The central pattern in my 156 quaternary example is adapted from two designs used by Edward Falkener (1892) in his 160-cell tours (his tours numbers 9 and 15).

164 cells

This example is after Falkener's (1892) near-symmetric design number 16 on a 160-cell ‘Four-Handed Chess’ board (on which quaternary symmetry is impossible).

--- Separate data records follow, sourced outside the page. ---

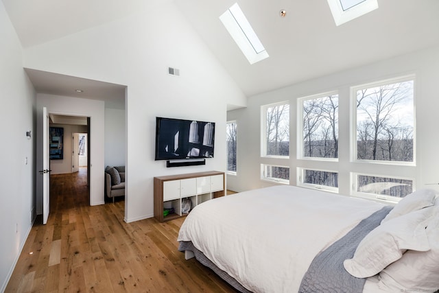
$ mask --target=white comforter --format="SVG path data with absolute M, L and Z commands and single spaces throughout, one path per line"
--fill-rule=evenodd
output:
M 383 204 L 293 186 L 204 202 L 188 215 L 178 241 L 191 241 L 254 292 L 298 292 L 314 257 Z

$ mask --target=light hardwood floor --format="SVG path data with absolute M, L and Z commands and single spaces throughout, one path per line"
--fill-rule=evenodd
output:
M 127 224 L 123 199 L 90 207 L 87 194 L 86 169 L 51 176 L 48 222 L 36 220 L 6 292 L 236 292 L 178 251 L 183 219 Z

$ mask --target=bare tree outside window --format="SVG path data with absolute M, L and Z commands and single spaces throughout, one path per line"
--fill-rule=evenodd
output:
M 413 181 L 395 178 L 358 175 L 357 191 L 403 198 L 413 192 Z
M 338 157 L 338 95 L 303 100 L 303 156 Z
M 289 105 L 279 104 L 265 107 L 265 154 L 289 155 Z
M 264 178 L 273 181 L 289 183 L 289 168 L 288 167 L 263 165 Z
M 357 158 L 414 161 L 414 81 L 357 91 Z
M 338 173 L 327 171 L 303 169 L 303 183 L 338 187 Z
M 236 121 L 227 122 L 226 130 L 227 132 L 226 137 L 227 143 L 227 171 L 236 172 Z

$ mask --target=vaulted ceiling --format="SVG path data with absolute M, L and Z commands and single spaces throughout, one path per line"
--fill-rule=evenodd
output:
M 144 0 L 2 1 L 27 47 L 125 17 Z M 327 0 L 174 2 L 248 96 L 439 45 L 438 0 L 378 0 L 377 10 L 340 26 Z M 220 21 L 235 2 L 268 58 L 250 65 Z

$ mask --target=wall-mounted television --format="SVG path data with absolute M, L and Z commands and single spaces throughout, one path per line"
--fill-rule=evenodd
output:
M 156 160 L 213 157 L 215 122 L 156 118 Z

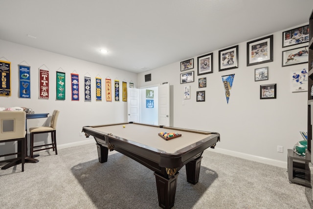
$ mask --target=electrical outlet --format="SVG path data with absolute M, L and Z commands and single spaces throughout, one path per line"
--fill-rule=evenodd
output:
M 277 146 L 277 152 L 284 152 L 284 147 L 283 146 Z

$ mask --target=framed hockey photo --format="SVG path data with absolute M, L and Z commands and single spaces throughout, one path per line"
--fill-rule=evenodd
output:
M 283 51 L 282 53 L 282 67 L 299 65 L 309 62 L 308 46 L 287 50 Z
M 219 51 L 219 71 L 238 68 L 238 45 Z
M 213 72 L 213 53 L 198 57 L 198 75 Z
M 199 88 L 206 87 L 206 78 L 199 78 Z
M 197 101 L 204 102 L 205 101 L 205 91 L 200 91 L 197 92 Z
M 254 81 L 268 80 L 268 67 L 254 69 Z
M 195 78 L 194 71 L 180 73 L 180 84 L 193 82 Z
M 273 62 L 273 35 L 246 43 L 246 66 Z
M 276 99 L 276 84 L 260 85 L 260 99 Z
M 283 47 L 309 42 L 309 25 L 283 32 Z
M 194 59 L 180 62 L 180 71 L 187 70 L 194 68 Z

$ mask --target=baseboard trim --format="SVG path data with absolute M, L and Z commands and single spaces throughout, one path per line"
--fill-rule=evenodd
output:
M 210 151 L 213 151 L 219 153 L 237 157 L 246 160 L 249 160 L 258 163 L 282 167 L 283 168 L 287 169 L 288 167 L 287 162 L 277 161 L 276 160 L 271 159 L 270 158 L 264 158 L 263 157 L 257 156 L 256 155 L 249 155 L 248 154 L 243 153 L 242 152 L 236 152 L 218 147 L 215 147 L 214 149 L 210 149 Z
M 58 149 L 65 149 L 67 148 L 73 147 L 76 146 L 80 146 L 80 145 L 83 145 L 85 144 L 90 144 L 92 143 L 94 143 L 95 144 L 96 142 L 93 139 L 92 140 L 90 140 L 90 139 L 89 139 L 87 140 L 84 140 L 83 141 L 68 143 L 67 144 L 60 144 L 60 145 L 57 144 L 57 145 L 58 146 L 57 146 Z
M 87 139 L 83 141 L 77 141 L 75 142 L 68 143 L 67 144 L 58 145 L 58 149 L 62 149 L 72 147 L 76 146 L 80 146 L 84 144 L 89 144 L 94 143 L 94 140 Z M 210 149 L 210 151 L 216 152 L 219 153 L 224 154 L 231 156 L 237 157 L 246 160 L 255 161 L 259 163 L 268 164 L 271 165 L 280 167 L 284 168 L 287 168 L 287 163 L 284 161 L 277 161 L 276 160 L 271 159 L 270 158 L 264 158 L 263 157 L 257 156 L 256 155 L 249 155 L 243 153 L 242 152 L 236 152 L 227 149 L 215 147 L 214 149 Z

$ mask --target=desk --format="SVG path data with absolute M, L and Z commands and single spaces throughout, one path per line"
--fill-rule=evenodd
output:
M 203 151 L 220 141 L 218 133 L 132 122 L 84 126 L 83 131 L 95 139 L 100 163 L 115 150 L 154 171 L 159 206 L 166 209 L 174 205 L 178 171 L 185 165 L 187 181 L 197 184 Z M 182 136 L 166 140 L 160 132 Z
M 37 159 L 35 159 L 35 158 L 31 158 L 30 157 L 27 156 L 28 155 L 28 149 L 27 149 L 27 119 L 33 119 L 33 118 L 40 118 L 43 117 L 47 117 L 48 113 L 42 113 L 42 114 L 26 114 L 26 121 L 25 121 L 25 129 L 26 130 L 26 136 L 25 137 L 25 151 L 26 151 L 26 157 L 25 157 L 25 163 L 38 163 L 39 161 Z M 18 143 L 18 150 L 21 150 L 22 149 L 22 144 L 21 143 Z M 22 161 L 21 160 L 17 161 L 14 161 L 9 163 L 7 163 L 4 166 L 1 168 L 1 169 L 4 170 L 7 168 L 8 168 L 10 167 L 12 167 L 14 165 L 17 165 L 18 164 L 20 164 L 22 163 Z

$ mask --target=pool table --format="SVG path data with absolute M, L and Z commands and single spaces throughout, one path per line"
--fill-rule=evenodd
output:
M 203 151 L 220 141 L 218 133 L 134 122 L 84 126 L 83 132 L 94 138 L 100 163 L 116 150 L 154 171 L 159 205 L 166 209 L 174 205 L 178 171 L 186 165 L 187 181 L 197 184 Z M 161 132 L 181 136 L 167 140 Z

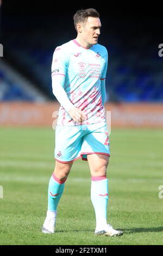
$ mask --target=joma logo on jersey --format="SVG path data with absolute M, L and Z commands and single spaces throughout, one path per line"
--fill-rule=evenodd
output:
M 60 151 L 59 151 L 58 153 L 57 154 L 57 156 L 58 156 L 58 157 L 60 157 L 62 155 L 62 153 L 61 153 Z
M 78 52 L 76 54 L 74 54 L 75 57 L 78 57 L 79 55 L 82 54 L 81 52 Z
M 86 75 L 86 70 L 87 68 L 87 64 L 83 62 L 78 63 L 79 69 L 78 75 L 80 77 L 84 77 Z

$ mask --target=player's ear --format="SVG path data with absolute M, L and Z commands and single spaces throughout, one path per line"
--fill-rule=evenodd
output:
M 77 25 L 77 31 L 79 33 L 82 33 L 83 31 L 83 26 L 81 24 Z

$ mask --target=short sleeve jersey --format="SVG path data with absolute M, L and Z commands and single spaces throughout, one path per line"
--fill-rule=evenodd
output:
M 82 124 L 105 121 L 101 80 L 105 78 L 107 65 L 107 50 L 98 44 L 86 48 L 74 39 L 57 47 L 54 52 L 52 79 L 61 83 L 70 101 L 87 117 Z M 62 106 L 57 124 L 77 125 Z

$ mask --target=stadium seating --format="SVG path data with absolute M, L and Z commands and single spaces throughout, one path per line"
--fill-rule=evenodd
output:
M 33 28 L 32 22 L 29 23 L 28 17 L 24 17 L 22 23 L 15 19 L 12 27 L 14 27 L 14 22 L 17 31 L 11 31 L 10 40 L 5 42 L 9 61 L 10 59 L 16 59 L 18 70 L 25 72 L 29 80 L 34 81 L 38 88 L 46 93 L 49 99 L 54 99 L 51 76 L 53 51 L 58 45 L 74 38 L 74 35 L 71 34 L 71 31 L 67 34 L 65 33 L 64 36 L 61 30 L 53 33 L 53 22 L 50 17 L 46 19 L 46 24 L 42 22 L 41 29 L 39 25 L 37 28 Z M 20 33 L 23 33 L 21 37 Z M 156 49 L 150 48 L 150 45 L 146 46 L 146 49 L 142 47 L 148 41 L 150 41 L 151 45 L 154 45 L 150 35 L 144 35 L 142 44 L 136 44 L 136 50 L 132 36 L 128 38 L 127 45 L 124 39 L 119 41 L 118 39 L 115 39 L 116 36 L 113 32 L 110 32 L 109 35 L 102 36 L 102 41 L 99 40 L 109 52 L 106 80 L 108 100 L 127 102 L 162 102 L 162 61 L 158 57 Z M 33 100 L 25 95 L 16 84 L 13 84 L 4 77 L 4 74 L 0 74 L 1 80 L 8 84 L 2 90 L 3 93 L 1 92 L 1 100 L 20 98 Z

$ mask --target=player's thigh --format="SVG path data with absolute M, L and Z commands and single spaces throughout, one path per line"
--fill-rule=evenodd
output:
M 82 142 L 80 126 L 57 126 L 54 151 L 56 161 L 68 163 L 80 157 Z
M 109 156 L 104 154 L 88 154 L 87 159 L 91 176 L 104 176 L 106 174 Z

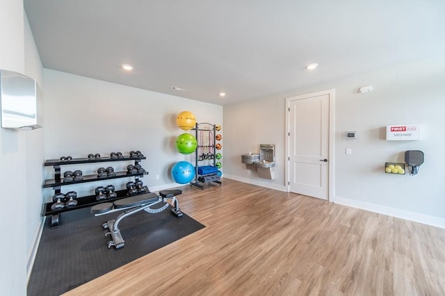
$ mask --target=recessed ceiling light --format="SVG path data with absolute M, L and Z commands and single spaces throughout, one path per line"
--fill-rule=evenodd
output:
M 307 69 L 308 70 L 313 70 L 317 67 L 318 67 L 318 64 L 317 64 L 316 63 L 314 63 L 313 64 L 309 64 L 307 66 L 306 66 L 306 69 Z
M 131 71 L 133 69 L 133 66 L 128 64 L 122 64 L 122 69 L 127 71 Z

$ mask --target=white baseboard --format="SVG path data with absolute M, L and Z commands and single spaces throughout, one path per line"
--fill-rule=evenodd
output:
M 28 254 L 28 263 L 26 264 L 26 284 L 29 281 L 31 277 L 31 273 L 33 271 L 33 266 L 34 266 L 34 261 L 35 261 L 35 256 L 37 256 L 37 250 L 39 248 L 39 244 L 40 243 L 40 238 L 42 238 L 42 233 L 43 232 L 43 227 L 44 226 L 44 222 L 46 221 L 46 217 L 44 217 L 40 220 L 40 226 L 39 227 L 39 231 L 34 239 L 34 243 L 33 244 L 33 248 L 31 250 L 30 254 Z
M 387 215 L 396 218 L 404 219 L 406 220 L 445 229 L 445 219 L 439 218 L 438 217 L 429 216 L 428 215 L 419 214 L 418 213 L 410 212 L 407 211 L 400 210 L 398 208 L 390 208 L 389 206 L 369 204 L 364 202 L 339 197 L 334 197 L 330 202 L 335 204 L 342 204 L 343 206 L 352 206 L 353 208 L 369 211 L 370 212 Z
M 286 187 L 277 184 L 274 184 L 268 182 L 258 182 L 255 180 L 252 180 L 247 178 L 241 178 L 238 176 L 233 176 L 227 174 L 224 174 L 224 178 L 230 179 L 232 180 L 238 181 L 243 183 L 248 183 L 252 185 L 256 185 L 257 186 L 266 187 L 266 188 L 275 189 L 275 190 L 286 192 Z

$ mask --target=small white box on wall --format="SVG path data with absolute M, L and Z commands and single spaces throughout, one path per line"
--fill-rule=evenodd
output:
M 419 124 L 394 124 L 387 126 L 387 141 L 413 141 L 420 140 Z

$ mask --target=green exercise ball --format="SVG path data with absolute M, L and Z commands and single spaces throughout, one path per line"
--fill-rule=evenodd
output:
M 196 138 L 190 133 L 181 133 L 176 138 L 176 148 L 182 154 L 190 154 L 196 150 Z

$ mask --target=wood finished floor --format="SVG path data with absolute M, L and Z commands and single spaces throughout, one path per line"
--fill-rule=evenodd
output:
M 181 189 L 206 228 L 66 295 L 445 295 L 445 229 L 229 179 Z

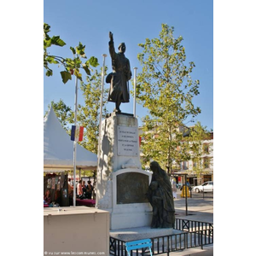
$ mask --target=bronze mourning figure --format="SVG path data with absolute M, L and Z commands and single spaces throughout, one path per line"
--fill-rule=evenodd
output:
M 170 178 L 156 161 L 150 163 L 150 169 L 153 175 L 147 196 L 153 207 L 151 228 L 174 228 L 175 209 Z
M 129 80 L 131 79 L 130 61 L 125 56 L 125 44 L 119 45 L 119 52 L 116 53 L 113 46 L 113 33 L 109 32 L 110 41 L 109 53 L 112 60 L 113 72 L 106 78 L 106 82 L 110 84 L 108 102 L 115 102 L 115 112 L 121 112 L 119 106 L 121 102 L 129 102 Z

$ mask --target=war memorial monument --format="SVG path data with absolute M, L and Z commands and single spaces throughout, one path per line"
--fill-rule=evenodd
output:
M 142 169 L 137 119 L 120 110 L 130 99 L 130 61 L 125 43 L 116 53 L 112 32 L 109 38 L 113 72 L 106 82 L 115 108 L 101 127 L 96 207 L 109 212 L 111 236 L 129 241 L 171 235 L 175 211 L 170 179 L 155 161 L 153 174 Z

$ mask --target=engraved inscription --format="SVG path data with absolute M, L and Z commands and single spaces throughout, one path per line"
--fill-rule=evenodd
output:
M 118 126 L 118 155 L 138 155 L 138 133 L 137 128 Z

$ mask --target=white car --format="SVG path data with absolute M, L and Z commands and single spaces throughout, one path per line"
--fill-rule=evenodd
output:
M 195 186 L 193 188 L 192 191 L 199 192 L 213 192 L 213 181 L 206 182 L 200 186 Z

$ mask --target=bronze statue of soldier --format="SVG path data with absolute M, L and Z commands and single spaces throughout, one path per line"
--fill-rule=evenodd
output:
M 115 102 L 115 112 L 120 113 L 121 102 L 129 102 L 129 80 L 131 79 L 130 61 L 125 56 L 125 44 L 119 45 L 119 52 L 116 53 L 113 46 L 113 33 L 109 32 L 110 41 L 109 53 L 112 60 L 113 72 L 106 78 L 106 82 L 110 84 L 108 102 Z
M 175 209 L 170 177 L 158 162 L 150 163 L 153 171 L 147 197 L 153 207 L 151 228 L 174 228 Z

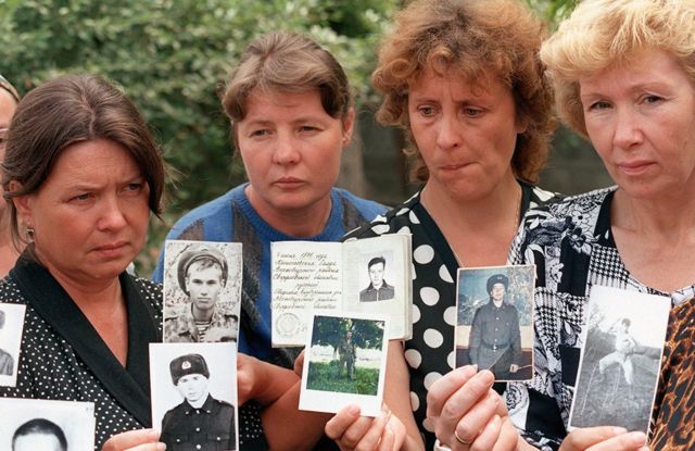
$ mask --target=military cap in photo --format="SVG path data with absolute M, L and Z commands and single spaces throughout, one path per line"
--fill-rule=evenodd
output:
M 495 284 L 504 285 L 504 289 L 506 290 L 507 287 L 509 286 L 509 278 L 507 276 L 505 276 L 504 274 L 495 274 L 493 276 L 490 276 L 490 278 L 488 279 L 488 293 L 490 293 L 490 291 L 492 291 L 492 287 Z
M 207 363 L 201 354 L 186 354 L 174 359 L 169 363 L 169 371 L 174 385 L 178 385 L 178 379 L 189 374 L 201 374 L 210 378 Z
M 177 277 L 178 277 L 178 286 L 181 287 L 181 290 L 186 295 L 190 295 L 186 289 L 186 275 L 188 274 L 188 268 L 197 262 L 203 260 L 212 260 L 219 265 L 222 268 L 222 283 L 227 284 L 227 274 L 229 273 L 227 259 L 219 252 L 217 249 L 208 246 L 193 246 L 187 249 L 181 253 L 181 256 L 178 259 L 178 268 L 177 268 Z

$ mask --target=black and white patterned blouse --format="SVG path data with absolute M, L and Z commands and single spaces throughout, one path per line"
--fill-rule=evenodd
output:
M 128 311 L 125 367 L 45 267 L 21 258 L 0 280 L 0 302 L 26 305 L 16 386 L 0 387 L 0 397 L 93 402 L 94 449 L 152 425 L 149 343 L 162 341 L 162 286 L 127 273 L 119 281 Z M 240 409 L 240 440 L 253 436 L 265 449 L 257 408 L 249 410 Z
M 673 305 L 695 295 L 693 285 L 665 293 L 631 276 L 610 230 L 615 190 L 529 211 L 511 247 L 511 263 L 536 265 L 534 374 L 532 383 L 509 384 L 505 396 L 515 425 L 543 450 L 559 448 L 567 434 L 591 287 L 669 296 Z
M 521 184 L 521 213 L 556 195 Z M 350 233 L 345 239 L 382 234 L 413 235 L 413 339 L 405 342 L 410 372 L 410 404 L 415 421 L 432 449 L 435 437 L 426 421 L 427 391 L 433 381 L 455 365 L 456 272 L 458 263 L 441 230 L 416 193 L 371 224 Z M 464 258 L 465 259 L 465 258 Z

The four extra cells in the concave corners of the cross make quaternary symmetry possible.

172 cells

This example (Jelliss 1998) is 14×14 minus 24 (six at each corner).

180 cells

This example (Jelliss 1998) is 14×14 minus 16 (four at each corner).

188 cells

This example (Jelliss 1998) is 14×14 minus 8 (two in each edge).

196 cells

The 14×14 board has 196 cells and is tourable with birotary symmetry. (See the section on square boards for examples.)
This shaped example (Jelliss 2013) includes six complete Greek Crosses delineated by knight moves, five of size 1 and one of size 7.


Conclusion

I hope that, rather than simply reproduce the examples shown in this collection readers will be encouraged to construct their own tours, using pen or pencil on squared paper. Many more artistic and quirky patterns can be found. It can be an enjoyable recreation. Send me your best examples (either as monochromatic images or as text files numbered 01, 02, ... or 001, 002, ... so the numbers line up in the columns). The diagrams shown here have all been drawn using the drawing facility in Lotus WordPro. (The grid setting used was originally with dots at 0.1 inch separation, though I now prefer 0.111 inch for web diagrams, and 0.0833 inch for diagrams in PDFs, allowing four 8×8 boards across an A4 page with in inch margins). It is just a matter of joining up the dots! In the case of tours with quaternary symmetry it is only necessary to draw a quarter of the tour on the board to begin with. The rest of the diagram can then be completed by copying and rotating the first quarter.